The research team notes that large-scale production of the ATC chip is already being planned, and if future studies confirm their results, the device's low cost – estimated at less than $1 each – and ease of use would make ATC analysis a practical and valuable tool for both treatment of and research into ovarian cancer and possibly for other tumors that induce the formation of ascites, including pancreatic cancer.
Vanessa Peterson, PhD, of Massachusetts Institute of Technology, is co-lead author of the PNAS paper. Additional co-authors are Jaehoon Chung, PhD, Nathan Miller, Adeeti Ullal, PhD, Maria Castano and Hakho Lee, PhD, MGH Center for Systems Biology; and Richard Penson, MBBS, and Michael Birrer, MD, PhD, MGH Cancer Center. The study was supported by National Institutes of Health grants P50-CA086355, R01-EB004626, R01-EB010011, P01-CA139980, U54-CA151884, K12CA087723-11A1 and Department of Defense grant W81XWH-11-1-0706.
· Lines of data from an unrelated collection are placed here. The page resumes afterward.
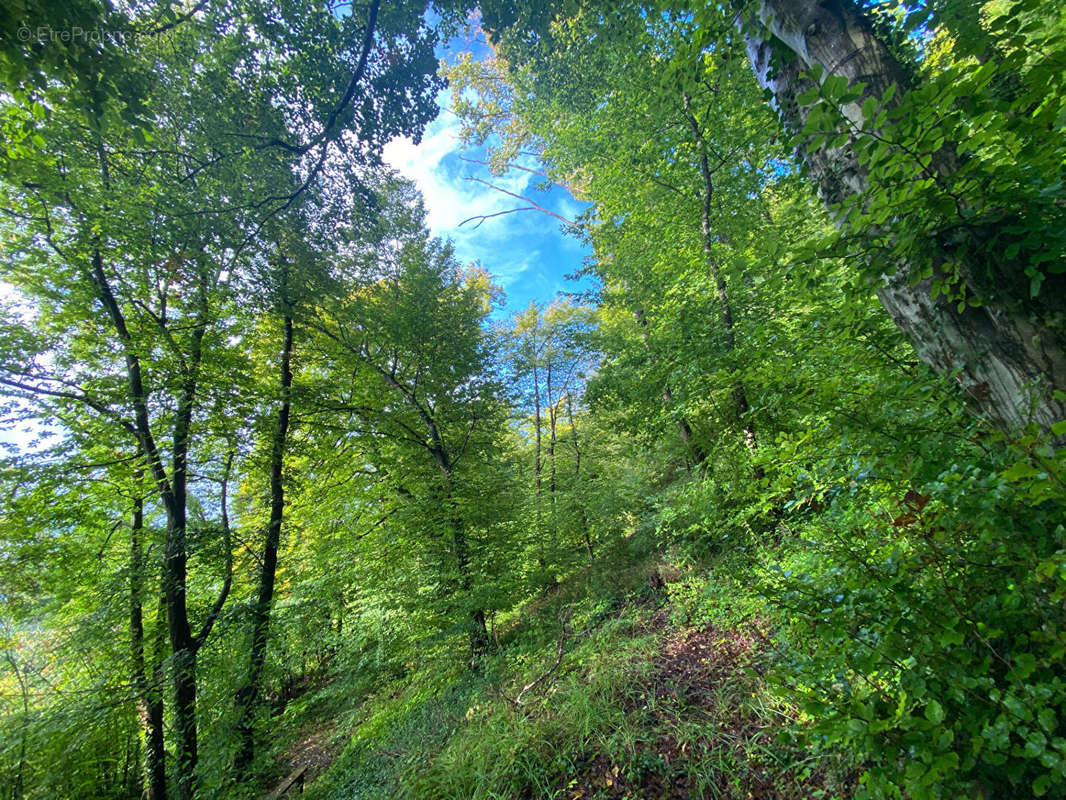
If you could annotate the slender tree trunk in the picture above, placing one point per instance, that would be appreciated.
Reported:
(1007, 354)
(248, 697)
(707, 240)
(577, 477)
(149, 697)
(537, 466)
(683, 429)
(553, 532)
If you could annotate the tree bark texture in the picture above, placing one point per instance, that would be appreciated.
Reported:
(247, 699)
(1007, 354)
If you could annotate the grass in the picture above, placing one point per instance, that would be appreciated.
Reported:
(658, 693)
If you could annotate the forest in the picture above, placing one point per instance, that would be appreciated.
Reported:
(771, 506)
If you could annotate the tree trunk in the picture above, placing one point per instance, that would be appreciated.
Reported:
(247, 699)
(1007, 354)
(149, 697)
(537, 467)
(683, 429)
(707, 239)
(577, 478)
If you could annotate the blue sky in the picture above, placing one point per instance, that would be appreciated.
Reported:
(526, 252)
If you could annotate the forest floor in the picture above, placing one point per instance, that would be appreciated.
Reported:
(650, 700)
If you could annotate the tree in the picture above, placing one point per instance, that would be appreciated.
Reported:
(973, 276)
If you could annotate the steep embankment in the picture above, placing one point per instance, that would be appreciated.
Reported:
(619, 683)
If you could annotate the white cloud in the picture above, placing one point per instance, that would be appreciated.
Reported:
(505, 244)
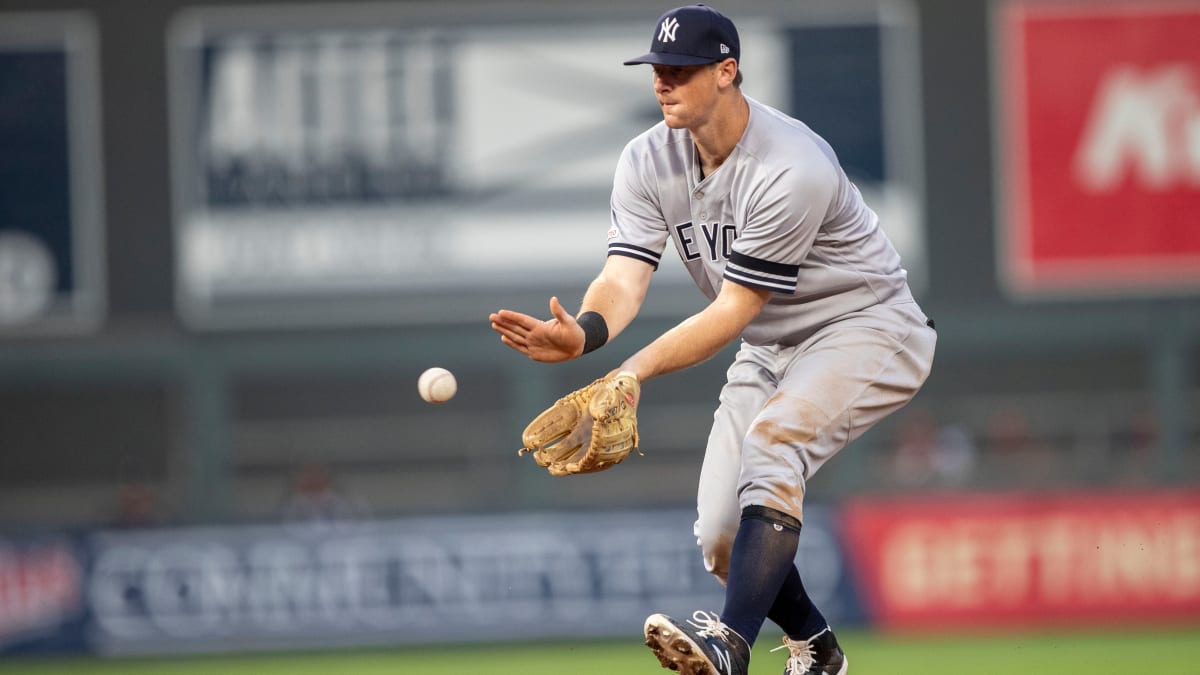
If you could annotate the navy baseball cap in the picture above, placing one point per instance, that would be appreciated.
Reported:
(691, 36)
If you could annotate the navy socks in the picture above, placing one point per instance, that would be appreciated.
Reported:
(795, 611)
(763, 577)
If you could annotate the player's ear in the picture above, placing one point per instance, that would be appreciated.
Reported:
(726, 72)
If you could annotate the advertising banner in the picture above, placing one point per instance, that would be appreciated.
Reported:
(343, 162)
(41, 595)
(1098, 147)
(963, 562)
(414, 580)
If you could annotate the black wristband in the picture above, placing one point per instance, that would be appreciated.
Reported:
(595, 330)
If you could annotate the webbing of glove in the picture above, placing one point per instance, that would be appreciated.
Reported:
(563, 430)
(613, 412)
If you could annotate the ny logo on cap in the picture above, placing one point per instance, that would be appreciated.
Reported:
(666, 34)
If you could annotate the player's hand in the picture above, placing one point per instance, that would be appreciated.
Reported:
(553, 340)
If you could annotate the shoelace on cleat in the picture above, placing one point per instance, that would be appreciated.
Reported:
(709, 625)
(802, 658)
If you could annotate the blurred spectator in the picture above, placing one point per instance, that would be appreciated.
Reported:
(928, 455)
(1021, 459)
(137, 506)
(313, 500)
(1133, 448)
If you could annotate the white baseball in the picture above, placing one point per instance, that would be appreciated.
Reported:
(437, 386)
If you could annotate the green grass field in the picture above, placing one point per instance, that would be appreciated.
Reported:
(1162, 652)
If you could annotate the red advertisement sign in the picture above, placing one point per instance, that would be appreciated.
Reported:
(40, 589)
(1099, 145)
(975, 562)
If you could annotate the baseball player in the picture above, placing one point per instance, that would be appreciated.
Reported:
(796, 266)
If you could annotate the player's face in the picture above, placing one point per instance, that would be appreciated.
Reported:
(687, 94)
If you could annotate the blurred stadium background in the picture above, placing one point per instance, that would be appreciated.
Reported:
(233, 233)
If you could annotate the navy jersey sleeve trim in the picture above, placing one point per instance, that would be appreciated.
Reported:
(631, 251)
(762, 274)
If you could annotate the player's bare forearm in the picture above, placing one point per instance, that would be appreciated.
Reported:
(557, 339)
(701, 335)
(617, 293)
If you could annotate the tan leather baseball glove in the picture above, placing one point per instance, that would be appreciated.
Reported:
(587, 430)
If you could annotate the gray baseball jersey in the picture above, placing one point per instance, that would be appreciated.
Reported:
(779, 214)
(840, 344)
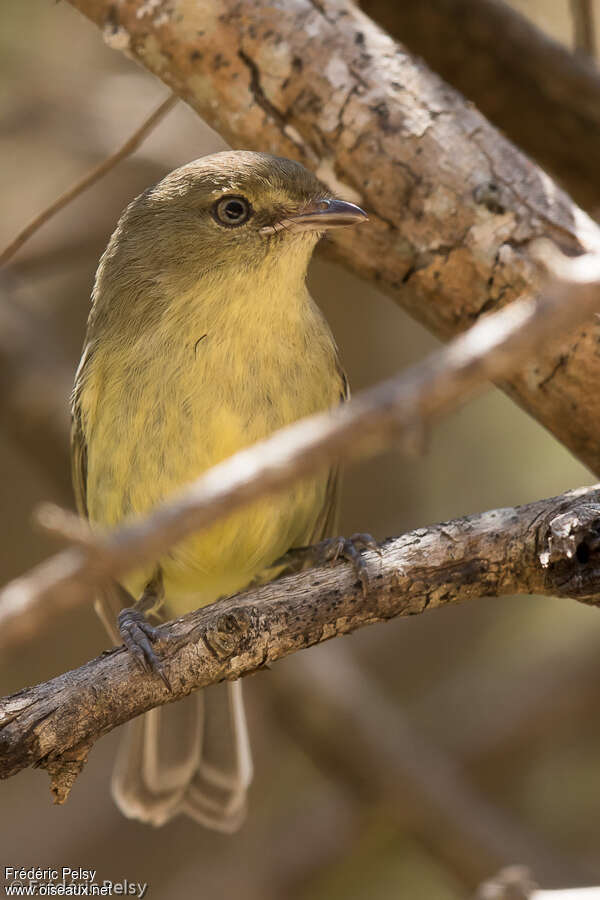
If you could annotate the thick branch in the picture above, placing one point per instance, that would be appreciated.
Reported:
(454, 206)
(393, 410)
(55, 724)
(545, 98)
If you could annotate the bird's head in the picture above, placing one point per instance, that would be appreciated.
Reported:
(233, 210)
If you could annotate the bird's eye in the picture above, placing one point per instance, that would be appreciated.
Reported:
(232, 211)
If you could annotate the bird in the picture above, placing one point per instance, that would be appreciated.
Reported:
(202, 339)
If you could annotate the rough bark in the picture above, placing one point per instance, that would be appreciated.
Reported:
(454, 206)
(545, 98)
(545, 547)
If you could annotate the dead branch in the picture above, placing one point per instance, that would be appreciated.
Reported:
(584, 31)
(454, 206)
(545, 98)
(94, 175)
(55, 724)
(392, 411)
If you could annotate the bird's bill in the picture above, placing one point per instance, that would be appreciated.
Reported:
(321, 216)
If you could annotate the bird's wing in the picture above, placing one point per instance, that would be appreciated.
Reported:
(327, 522)
(111, 598)
(79, 461)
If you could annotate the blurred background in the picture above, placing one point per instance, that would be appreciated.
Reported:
(411, 760)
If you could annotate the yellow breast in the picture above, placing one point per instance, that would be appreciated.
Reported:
(213, 378)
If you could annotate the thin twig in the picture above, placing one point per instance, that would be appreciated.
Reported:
(94, 175)
(55, 724)
(493, 348)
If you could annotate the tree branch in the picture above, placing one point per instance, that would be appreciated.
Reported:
(394, 410)
(527, 549)
(454, 206)
(545, 98)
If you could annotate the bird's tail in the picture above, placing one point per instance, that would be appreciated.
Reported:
(189, 757)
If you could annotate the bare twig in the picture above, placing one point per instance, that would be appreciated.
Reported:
(516, 883)
(391, 411)
(94, 175)
(584, 32)
(54, 724)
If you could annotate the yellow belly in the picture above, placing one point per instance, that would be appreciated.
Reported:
(155, 423)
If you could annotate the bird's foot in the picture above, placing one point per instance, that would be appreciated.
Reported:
(138, 635)
(332, 549)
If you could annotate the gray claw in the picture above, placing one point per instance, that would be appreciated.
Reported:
(137, 634)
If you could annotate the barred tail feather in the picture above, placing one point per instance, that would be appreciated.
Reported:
(189, 757)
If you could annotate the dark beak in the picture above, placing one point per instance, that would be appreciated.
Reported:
(321, 216)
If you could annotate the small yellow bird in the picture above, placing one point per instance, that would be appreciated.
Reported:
(203, 339)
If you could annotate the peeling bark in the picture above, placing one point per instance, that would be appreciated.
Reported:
(545, 98)
(454, 206)
(503, 551)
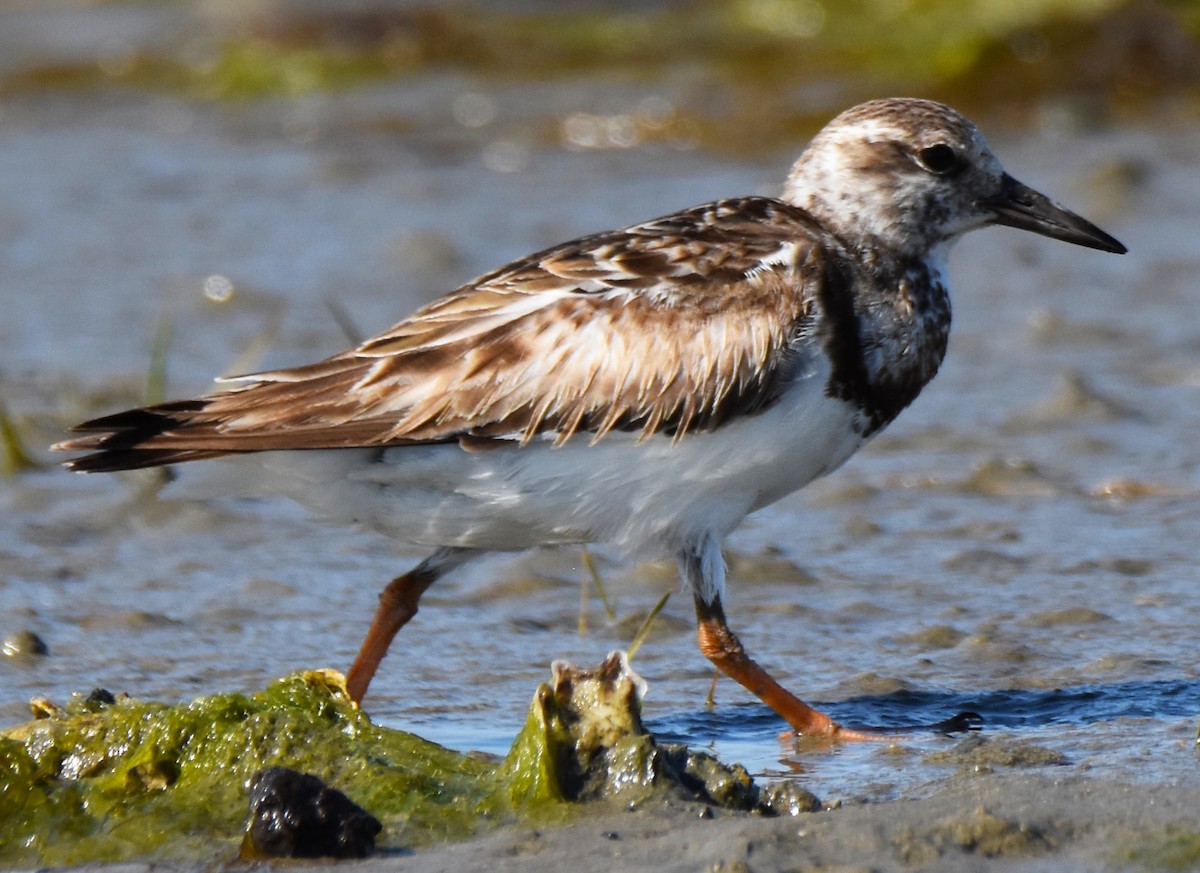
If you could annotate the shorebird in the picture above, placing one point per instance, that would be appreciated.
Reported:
(647, 387)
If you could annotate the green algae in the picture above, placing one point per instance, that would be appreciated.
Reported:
(151, 781)
(119, 780)
(756, 59)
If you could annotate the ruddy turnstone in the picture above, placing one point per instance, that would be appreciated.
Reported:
(648, 387)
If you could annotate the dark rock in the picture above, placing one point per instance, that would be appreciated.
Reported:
(294, 814)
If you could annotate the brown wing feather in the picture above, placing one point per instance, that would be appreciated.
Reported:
(666, 327)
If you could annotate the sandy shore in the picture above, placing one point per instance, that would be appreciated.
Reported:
(973, 823)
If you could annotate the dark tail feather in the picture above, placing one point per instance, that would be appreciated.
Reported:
(118, 441)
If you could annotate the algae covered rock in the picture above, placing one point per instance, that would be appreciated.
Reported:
(111, 778)
(294, 814)
(150, 781)
(585, 740)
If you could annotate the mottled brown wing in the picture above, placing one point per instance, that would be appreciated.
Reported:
(669, 326)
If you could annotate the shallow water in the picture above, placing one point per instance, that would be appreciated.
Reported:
(1021, 543)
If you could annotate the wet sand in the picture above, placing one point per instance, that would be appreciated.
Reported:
(1021, 542)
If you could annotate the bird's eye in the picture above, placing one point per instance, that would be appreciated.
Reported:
(940, 158)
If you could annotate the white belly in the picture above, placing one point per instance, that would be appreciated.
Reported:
(654, 494)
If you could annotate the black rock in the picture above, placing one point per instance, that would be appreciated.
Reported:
(294, 814)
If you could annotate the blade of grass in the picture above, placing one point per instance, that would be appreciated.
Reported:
(645, 630)
(13, 457)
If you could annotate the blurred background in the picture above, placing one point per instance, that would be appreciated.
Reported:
(198, 187)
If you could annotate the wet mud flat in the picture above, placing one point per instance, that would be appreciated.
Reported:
(1020, 543)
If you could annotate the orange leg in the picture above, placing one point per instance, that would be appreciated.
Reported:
(724, 649)
(397, 606)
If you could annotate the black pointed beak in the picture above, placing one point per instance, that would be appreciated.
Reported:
(1020, 206)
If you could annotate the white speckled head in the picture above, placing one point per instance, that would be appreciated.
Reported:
(910, 176)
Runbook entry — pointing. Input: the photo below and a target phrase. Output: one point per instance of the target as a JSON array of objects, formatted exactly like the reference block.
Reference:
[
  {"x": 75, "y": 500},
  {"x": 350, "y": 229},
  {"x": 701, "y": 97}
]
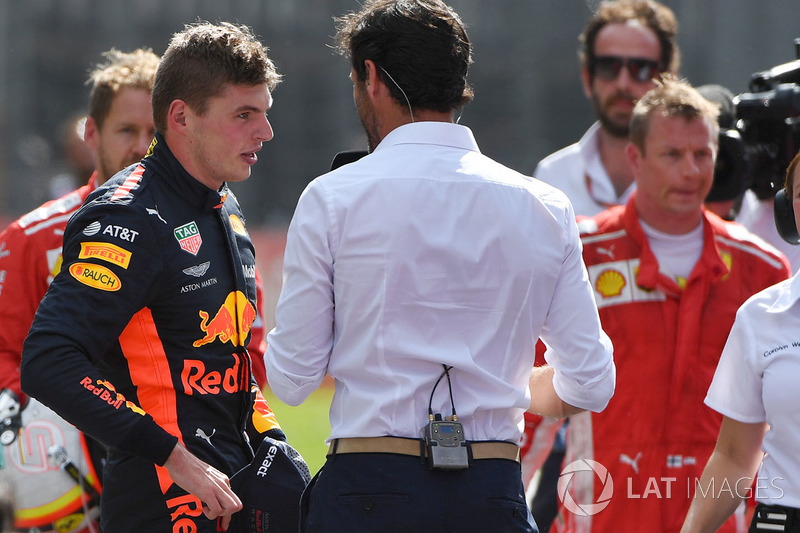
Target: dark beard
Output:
[{"x": 614, "y": 129}]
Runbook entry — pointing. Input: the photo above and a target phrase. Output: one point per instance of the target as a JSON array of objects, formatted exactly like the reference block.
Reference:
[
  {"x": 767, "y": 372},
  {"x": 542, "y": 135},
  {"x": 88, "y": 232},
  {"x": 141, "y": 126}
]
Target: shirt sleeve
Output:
[
  {"x": 300, "y": 345},
  {"x": 577, "y": 347},
  {"x": 103, "y": 283},
  {"x": 735, "y": 390}
]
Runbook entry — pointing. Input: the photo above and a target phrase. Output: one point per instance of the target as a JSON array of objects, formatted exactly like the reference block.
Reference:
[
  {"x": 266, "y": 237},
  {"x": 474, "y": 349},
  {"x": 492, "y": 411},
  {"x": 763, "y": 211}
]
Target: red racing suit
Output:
[
  {"x": 30, "y": 257},
  {"x": 141, "y": 339},
  {"x": 654, "y": 438}
]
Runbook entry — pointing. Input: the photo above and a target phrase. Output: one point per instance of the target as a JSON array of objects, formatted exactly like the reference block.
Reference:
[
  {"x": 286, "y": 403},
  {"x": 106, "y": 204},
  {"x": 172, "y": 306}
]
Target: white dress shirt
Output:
[
  {"x": 756, "y": 381},
  {"x": 425, "y": 253},
  {"x": 578, "y": 171}
]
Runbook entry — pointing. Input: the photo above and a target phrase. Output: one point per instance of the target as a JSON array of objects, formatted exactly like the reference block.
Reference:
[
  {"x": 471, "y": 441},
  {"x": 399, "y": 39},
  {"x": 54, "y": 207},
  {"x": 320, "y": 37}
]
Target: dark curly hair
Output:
[{"x": 421, "y": 44}]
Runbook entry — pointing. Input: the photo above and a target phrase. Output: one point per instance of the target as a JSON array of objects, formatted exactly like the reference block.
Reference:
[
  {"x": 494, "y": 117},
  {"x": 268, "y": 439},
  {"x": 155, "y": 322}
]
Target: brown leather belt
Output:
[{"x": 403, "y": 446}]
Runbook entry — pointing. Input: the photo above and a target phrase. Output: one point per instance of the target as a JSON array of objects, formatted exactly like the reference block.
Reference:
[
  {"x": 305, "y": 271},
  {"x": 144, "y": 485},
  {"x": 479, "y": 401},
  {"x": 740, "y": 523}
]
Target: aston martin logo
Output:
[{"x": 197, "y": 270}]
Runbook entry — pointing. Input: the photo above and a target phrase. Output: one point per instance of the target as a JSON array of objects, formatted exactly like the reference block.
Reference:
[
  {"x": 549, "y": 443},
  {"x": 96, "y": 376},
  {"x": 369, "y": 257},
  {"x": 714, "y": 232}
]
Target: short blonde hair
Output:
[{"x": 671, "y": 97}]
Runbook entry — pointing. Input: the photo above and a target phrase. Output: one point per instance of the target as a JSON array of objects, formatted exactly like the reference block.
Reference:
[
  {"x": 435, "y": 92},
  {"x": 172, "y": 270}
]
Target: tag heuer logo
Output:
[{"x": 189, "y": 237}]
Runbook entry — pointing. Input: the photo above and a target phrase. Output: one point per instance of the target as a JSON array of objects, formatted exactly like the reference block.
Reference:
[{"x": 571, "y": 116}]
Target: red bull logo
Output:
[
  {"x": 196, "y": 378},
  {"x": 237, "y": 309},
  {"x": 183, "y": 511}
]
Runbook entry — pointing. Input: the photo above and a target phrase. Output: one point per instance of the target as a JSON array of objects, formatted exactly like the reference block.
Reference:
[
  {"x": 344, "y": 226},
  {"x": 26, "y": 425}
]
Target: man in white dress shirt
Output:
[{"x": 419, "y": 278}]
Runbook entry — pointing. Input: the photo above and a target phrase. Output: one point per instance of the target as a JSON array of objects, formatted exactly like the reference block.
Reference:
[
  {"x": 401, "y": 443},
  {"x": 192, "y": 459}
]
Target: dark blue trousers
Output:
[{"x": 383, "y": 492}]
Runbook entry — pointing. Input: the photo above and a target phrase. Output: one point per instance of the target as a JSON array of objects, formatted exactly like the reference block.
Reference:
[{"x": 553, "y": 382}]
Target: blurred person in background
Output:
[
  {"x": 668, "y": 278},
  {"x": 116, "y": 133},
  {"x": 624, "y": 47},
  {"x": 76, "y": 155},
  {"x": 141, "y": 340}
]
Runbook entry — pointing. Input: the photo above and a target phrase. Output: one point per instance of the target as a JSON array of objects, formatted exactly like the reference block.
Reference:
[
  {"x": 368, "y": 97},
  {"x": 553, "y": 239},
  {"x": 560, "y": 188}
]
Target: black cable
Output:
[{"x": 449, "y": 386}]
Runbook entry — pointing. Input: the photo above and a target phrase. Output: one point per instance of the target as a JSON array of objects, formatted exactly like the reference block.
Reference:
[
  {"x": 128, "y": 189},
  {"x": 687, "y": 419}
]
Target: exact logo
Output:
[{"x": 585, "y": 509}]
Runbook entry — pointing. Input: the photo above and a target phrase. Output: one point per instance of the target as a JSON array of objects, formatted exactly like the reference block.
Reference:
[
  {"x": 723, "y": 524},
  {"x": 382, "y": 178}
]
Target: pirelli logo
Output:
[{"x": 106, "y": 252}]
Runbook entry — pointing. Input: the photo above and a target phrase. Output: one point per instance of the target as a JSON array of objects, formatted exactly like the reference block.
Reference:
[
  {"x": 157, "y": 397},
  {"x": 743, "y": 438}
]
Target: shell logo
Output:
[{"x": 610, "y": 283}]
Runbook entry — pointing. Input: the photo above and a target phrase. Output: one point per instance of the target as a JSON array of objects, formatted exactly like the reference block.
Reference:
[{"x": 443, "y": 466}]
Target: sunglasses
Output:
[{"x": 640, "y": 69}]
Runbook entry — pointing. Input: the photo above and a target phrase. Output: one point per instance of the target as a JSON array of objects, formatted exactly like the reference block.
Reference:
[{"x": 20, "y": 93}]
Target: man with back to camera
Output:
[
  {"x": 668, "y": 277},
  {"x": 162, "y": 375},
  {"x": 624, "y": 46},
  {"x": 396, "y": 286}
]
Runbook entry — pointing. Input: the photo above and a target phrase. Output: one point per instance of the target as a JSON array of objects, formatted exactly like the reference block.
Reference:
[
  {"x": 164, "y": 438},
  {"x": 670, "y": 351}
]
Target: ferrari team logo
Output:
[{"x": 189, "y": 237}]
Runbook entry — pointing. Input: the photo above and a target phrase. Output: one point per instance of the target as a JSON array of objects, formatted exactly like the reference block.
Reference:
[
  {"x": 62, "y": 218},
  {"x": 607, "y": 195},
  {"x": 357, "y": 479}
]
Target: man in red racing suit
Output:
[
  {"x": 656, "y": 434},
  {"x": 668, "y": 277}
]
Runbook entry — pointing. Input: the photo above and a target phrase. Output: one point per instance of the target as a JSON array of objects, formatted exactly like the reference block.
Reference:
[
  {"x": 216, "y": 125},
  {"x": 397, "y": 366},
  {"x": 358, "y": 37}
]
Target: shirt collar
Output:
[
  {"x": 435, "y": 133},
  {"x": 788, "y": 295},
  {"x": 599, "y": 182}
]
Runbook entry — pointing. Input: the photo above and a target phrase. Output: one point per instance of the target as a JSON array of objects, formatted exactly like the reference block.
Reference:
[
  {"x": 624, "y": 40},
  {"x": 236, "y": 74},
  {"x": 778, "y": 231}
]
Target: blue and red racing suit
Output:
[{"x": 141, "y": 339}]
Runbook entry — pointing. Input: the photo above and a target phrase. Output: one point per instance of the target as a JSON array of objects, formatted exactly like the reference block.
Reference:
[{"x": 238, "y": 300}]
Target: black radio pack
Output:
[{"x": 446, "y": 445}]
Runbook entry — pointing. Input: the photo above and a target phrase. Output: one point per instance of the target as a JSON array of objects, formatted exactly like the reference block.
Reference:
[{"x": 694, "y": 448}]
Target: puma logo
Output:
[
  {"x": 624, "y": 458},
  {"x": 151, "y": 211},
  {"x": 202, "y": 434},
  {"x": 606, "y": 251}
]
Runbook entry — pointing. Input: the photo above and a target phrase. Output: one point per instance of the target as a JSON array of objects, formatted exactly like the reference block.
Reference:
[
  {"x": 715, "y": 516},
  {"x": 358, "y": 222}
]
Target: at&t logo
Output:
[{"x": 585, "y": 509}]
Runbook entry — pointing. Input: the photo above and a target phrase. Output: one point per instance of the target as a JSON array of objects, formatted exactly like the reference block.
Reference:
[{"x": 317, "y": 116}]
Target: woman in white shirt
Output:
[{"x": 756, "y": 388}]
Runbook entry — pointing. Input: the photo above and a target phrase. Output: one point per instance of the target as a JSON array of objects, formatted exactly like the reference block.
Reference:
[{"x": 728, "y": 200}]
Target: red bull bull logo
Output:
[{"x": 237, "y": 309}]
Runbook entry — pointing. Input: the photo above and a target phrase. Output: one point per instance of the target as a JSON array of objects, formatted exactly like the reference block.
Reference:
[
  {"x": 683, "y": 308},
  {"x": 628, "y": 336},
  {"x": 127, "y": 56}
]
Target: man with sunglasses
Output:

Massachusetts General Hospital, founded in 1811, is the original and largest teaching hospital of Harvard Medical School. The MGH conducts the largest hospital-based research program in the United States, with an annual research budget of more than $775 million and major research centers in AIDS, cardiovascular research, cancer, computational and integrative biology, cutaneous biology, human genetics, medical imaging, neurodegenerative disorders, regenerative medicine, reproductive biology, systems biology, transplantation biology and photomedicine.